From Publishers Weekly
The hero of this impressive retro-techno-thriller, too, is an airplane. Douglas Dauntless dive-bombers turned the tide of the Pacific War by sinking four Japanese carriers at Midway, and played a crucial role in the Guadalcanal campaign. Tillman, a veteran writer of air fiction ( Warriors ) and nonfiction ( On Yankee Station ), reconstructs the details of carrier war accurately and convincingly: the ready rooms, the flight deck, the cockpits. The sinking of the Yorktown by a Japanese submarine, and the murder of a U.S. pilot by his captors, stand out as particularly effective episodes. Tillman can create characters as well: maverick Japanese pilot Hiroyoshi Sakuda, Navy ensign Phil Rogers, Marine lieutenant Jim Carpenter and other characters are true to their respective types, and so smoothly integrated with historical figures (Commander Max Leslie, Admiral Chester Nimitz) that it is sometimes difficult to distinguish Tillman's creations from the real people. Rogers' refreshing romance with Honolulu librarian Sallyann Downey follows the amorous conventions of 1940s rather than those of a steamier and more liberated era. And yet Dauntless suffers from trying to do too much in its pages. The novel's many secondary characters, together with its kaleidoscopic shifts from scene to scene, make the story line hard for civilian readers to follow. That reservation aside, Tillman here treats a crucial period of WW II in exciting fashion.

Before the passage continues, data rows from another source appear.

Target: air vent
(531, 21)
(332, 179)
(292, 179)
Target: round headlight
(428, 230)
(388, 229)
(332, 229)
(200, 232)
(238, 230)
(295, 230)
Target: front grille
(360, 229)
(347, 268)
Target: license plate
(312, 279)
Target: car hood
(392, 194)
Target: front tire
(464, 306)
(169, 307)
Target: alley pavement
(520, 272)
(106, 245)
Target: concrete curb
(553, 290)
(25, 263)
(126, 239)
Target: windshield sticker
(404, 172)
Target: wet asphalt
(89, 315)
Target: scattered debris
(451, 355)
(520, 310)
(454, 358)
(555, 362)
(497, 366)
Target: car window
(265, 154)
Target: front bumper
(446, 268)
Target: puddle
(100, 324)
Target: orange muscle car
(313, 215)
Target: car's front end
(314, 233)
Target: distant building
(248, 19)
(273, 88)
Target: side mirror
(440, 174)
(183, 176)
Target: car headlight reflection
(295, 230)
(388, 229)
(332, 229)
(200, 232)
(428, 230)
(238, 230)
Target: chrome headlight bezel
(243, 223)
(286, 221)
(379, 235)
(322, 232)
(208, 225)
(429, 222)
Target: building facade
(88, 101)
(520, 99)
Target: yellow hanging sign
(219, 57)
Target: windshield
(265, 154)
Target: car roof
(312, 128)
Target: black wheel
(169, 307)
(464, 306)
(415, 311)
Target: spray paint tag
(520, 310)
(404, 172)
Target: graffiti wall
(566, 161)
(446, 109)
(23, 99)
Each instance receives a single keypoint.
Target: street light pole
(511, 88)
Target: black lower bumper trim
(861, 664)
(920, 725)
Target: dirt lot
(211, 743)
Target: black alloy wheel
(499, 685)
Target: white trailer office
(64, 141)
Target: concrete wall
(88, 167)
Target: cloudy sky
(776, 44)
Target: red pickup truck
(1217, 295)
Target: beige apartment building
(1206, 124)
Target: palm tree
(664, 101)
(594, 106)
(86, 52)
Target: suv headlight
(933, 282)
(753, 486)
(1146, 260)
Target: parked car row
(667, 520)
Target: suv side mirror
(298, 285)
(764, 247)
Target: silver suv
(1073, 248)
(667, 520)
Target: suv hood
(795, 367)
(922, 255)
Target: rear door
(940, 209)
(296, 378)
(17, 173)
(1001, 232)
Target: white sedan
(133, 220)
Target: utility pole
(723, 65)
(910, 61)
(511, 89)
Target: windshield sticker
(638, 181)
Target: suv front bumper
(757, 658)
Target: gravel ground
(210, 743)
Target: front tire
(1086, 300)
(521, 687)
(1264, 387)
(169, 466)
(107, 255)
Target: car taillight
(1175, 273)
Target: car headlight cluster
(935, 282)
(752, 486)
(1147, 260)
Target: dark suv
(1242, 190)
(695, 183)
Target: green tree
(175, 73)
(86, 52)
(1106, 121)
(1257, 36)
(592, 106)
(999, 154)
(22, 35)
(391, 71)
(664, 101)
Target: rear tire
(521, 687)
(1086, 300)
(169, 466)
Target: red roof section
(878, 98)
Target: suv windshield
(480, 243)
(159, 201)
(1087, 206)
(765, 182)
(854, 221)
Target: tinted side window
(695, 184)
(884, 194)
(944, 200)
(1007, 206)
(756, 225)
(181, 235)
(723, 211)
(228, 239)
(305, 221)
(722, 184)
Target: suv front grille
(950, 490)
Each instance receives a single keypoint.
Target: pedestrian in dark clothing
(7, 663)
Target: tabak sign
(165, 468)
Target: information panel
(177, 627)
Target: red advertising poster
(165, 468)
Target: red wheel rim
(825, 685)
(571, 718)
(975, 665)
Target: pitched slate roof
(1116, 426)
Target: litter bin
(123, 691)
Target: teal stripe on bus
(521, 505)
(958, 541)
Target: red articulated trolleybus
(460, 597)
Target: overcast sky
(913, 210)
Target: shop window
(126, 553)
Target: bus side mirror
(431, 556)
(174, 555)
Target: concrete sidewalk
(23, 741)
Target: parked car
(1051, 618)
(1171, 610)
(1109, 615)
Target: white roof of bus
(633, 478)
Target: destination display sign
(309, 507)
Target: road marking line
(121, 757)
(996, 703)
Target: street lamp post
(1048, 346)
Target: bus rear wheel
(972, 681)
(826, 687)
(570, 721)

Copyright 1992 Reed Business Information, Inc.
From Library Journal
Tillman ( Warriors , Bantam, 1990) introduces pilots Philip Rogers, Marine lieutenant James Carpenter, and scout Hiroyoshi Sakaida on the eve of the Battle of Midway. Then the action shifts to Guadalcanal, where the protagonists again represent their respective branches of the service. Subplots on the fliers' personal lives compare the highly structured social environments of both navies. The story starts in midstream and ends long before any resolution of the war or the characters' lives, but this salami-slice approach captures readers' interest with relentless attention to the details of making war over unforgiving waters. Recommended for public libraries and subject collections.